Ok, now, back to basics. Before you open a trade you need to have your plan - exit stops (profit as well as loss). The stops need to be a bit loose because of the slippage issue with options, but you might want to pick, say, a 50% stop loss and a 100% profit stop (this is just an example). Based on the loss stop you can work out how much of your total capital to put on this trade. For example, your money management might dictate that you only risk 2% of your bank on a single trade, and of this 2% you are willing to lose half (50%). So, for a $10000 account you would take $200 and buy your spread (e.g. each spread costs $20 so you would buy 10 and close the position if its value dropped by 50% or went up by 100%).

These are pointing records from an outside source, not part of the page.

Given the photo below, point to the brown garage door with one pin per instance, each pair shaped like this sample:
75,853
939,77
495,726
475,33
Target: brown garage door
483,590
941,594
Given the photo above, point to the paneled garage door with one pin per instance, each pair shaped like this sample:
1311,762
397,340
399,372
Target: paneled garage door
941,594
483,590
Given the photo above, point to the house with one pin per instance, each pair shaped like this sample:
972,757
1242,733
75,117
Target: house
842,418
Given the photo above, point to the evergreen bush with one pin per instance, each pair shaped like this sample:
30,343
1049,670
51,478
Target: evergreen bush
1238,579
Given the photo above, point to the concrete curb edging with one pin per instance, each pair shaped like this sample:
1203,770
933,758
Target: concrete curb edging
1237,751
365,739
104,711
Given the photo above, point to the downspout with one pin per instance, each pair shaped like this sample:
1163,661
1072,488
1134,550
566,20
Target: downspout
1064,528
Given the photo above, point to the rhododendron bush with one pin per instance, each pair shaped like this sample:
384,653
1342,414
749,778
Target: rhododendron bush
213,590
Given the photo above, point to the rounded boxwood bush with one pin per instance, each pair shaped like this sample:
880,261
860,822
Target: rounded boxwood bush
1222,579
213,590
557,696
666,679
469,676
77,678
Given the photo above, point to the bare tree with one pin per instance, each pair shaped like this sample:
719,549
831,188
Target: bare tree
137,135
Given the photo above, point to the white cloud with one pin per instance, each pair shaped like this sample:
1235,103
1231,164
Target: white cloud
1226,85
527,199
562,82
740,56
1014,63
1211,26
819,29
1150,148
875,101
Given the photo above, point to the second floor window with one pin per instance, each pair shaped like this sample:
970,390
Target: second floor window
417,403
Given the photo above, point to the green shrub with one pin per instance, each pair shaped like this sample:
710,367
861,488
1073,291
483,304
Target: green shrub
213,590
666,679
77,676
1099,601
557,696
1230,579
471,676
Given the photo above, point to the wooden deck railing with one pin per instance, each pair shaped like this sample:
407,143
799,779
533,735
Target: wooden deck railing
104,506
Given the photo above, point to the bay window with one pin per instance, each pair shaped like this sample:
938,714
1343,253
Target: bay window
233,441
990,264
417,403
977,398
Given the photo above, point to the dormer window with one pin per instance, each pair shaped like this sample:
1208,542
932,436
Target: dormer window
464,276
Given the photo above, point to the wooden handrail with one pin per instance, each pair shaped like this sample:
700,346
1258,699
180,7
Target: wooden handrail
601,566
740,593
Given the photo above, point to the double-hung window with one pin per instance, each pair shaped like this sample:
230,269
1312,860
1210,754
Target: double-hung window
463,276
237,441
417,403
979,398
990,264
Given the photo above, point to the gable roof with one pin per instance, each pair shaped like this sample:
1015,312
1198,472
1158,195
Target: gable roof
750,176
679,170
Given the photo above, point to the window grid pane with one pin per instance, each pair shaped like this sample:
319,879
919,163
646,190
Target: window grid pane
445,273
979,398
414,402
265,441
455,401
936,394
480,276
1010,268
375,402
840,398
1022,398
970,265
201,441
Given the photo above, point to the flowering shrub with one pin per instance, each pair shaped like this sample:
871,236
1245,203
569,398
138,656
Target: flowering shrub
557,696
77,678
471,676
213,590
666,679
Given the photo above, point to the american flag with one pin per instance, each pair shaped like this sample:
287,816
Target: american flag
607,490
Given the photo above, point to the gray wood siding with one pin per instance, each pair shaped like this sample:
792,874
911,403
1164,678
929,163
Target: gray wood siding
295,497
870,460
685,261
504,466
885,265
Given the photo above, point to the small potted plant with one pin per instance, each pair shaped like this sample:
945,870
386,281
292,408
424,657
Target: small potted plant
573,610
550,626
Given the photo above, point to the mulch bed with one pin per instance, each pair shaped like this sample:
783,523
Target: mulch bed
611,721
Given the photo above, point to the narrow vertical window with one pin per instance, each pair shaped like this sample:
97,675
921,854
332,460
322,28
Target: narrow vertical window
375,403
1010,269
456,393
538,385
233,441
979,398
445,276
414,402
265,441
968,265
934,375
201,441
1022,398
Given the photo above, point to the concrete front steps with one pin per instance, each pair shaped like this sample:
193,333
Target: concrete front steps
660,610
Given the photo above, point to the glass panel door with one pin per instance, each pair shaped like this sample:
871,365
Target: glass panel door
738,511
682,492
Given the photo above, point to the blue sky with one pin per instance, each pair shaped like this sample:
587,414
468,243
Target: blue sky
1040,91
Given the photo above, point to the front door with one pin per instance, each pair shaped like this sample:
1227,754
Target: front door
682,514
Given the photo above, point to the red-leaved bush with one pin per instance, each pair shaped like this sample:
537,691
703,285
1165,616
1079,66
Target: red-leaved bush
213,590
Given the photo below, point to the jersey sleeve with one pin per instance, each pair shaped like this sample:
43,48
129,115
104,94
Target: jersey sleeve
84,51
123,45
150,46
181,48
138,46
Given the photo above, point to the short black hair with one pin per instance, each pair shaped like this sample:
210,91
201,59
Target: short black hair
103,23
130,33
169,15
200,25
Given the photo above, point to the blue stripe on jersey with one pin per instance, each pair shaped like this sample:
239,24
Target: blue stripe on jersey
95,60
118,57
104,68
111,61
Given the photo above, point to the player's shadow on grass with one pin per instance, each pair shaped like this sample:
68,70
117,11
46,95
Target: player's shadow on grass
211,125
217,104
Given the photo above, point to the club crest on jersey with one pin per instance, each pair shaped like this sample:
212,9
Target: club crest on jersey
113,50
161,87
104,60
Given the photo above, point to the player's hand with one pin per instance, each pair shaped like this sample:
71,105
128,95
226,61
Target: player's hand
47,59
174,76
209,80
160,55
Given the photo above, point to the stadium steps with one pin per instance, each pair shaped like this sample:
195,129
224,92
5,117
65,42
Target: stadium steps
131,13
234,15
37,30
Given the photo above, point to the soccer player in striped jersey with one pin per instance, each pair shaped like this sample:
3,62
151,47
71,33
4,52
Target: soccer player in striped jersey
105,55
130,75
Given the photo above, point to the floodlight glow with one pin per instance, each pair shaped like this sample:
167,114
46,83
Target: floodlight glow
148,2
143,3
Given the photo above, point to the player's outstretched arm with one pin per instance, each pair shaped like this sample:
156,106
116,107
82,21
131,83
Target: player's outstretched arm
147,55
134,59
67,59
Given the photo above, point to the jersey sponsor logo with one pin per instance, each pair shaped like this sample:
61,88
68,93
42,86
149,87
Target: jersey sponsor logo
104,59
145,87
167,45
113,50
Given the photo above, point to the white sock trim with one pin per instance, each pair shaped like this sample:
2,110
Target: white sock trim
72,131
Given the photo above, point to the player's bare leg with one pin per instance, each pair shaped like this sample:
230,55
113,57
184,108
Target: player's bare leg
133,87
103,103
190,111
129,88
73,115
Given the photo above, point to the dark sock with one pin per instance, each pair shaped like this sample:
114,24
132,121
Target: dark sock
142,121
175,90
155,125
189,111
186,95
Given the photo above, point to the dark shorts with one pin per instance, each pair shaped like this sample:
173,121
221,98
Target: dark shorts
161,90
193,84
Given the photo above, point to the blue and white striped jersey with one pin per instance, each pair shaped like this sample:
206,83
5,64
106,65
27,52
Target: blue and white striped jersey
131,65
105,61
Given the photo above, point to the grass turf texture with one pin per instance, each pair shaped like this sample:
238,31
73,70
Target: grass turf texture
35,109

Now, you need to work out which spread you want to buy and for this you need to model it so you can compare the different spreads and how they will behave under different scenarios (price up/down, time decay, iv changes). As MTE mentioned, time decay is an issue and your spread won't reach max value until expiry (no time value remaining) or if there's a very big up move (which would basically have to put your spread so deep itm that virtually all time value is lost from it).
Ok, that's enough from me.
Don't despair, options are complex and take some time to work out, but you can do it if you stick with it - the hard thing (as another poster pointed out) is to maintain interest long enough for you to become proficient.
Happy trading.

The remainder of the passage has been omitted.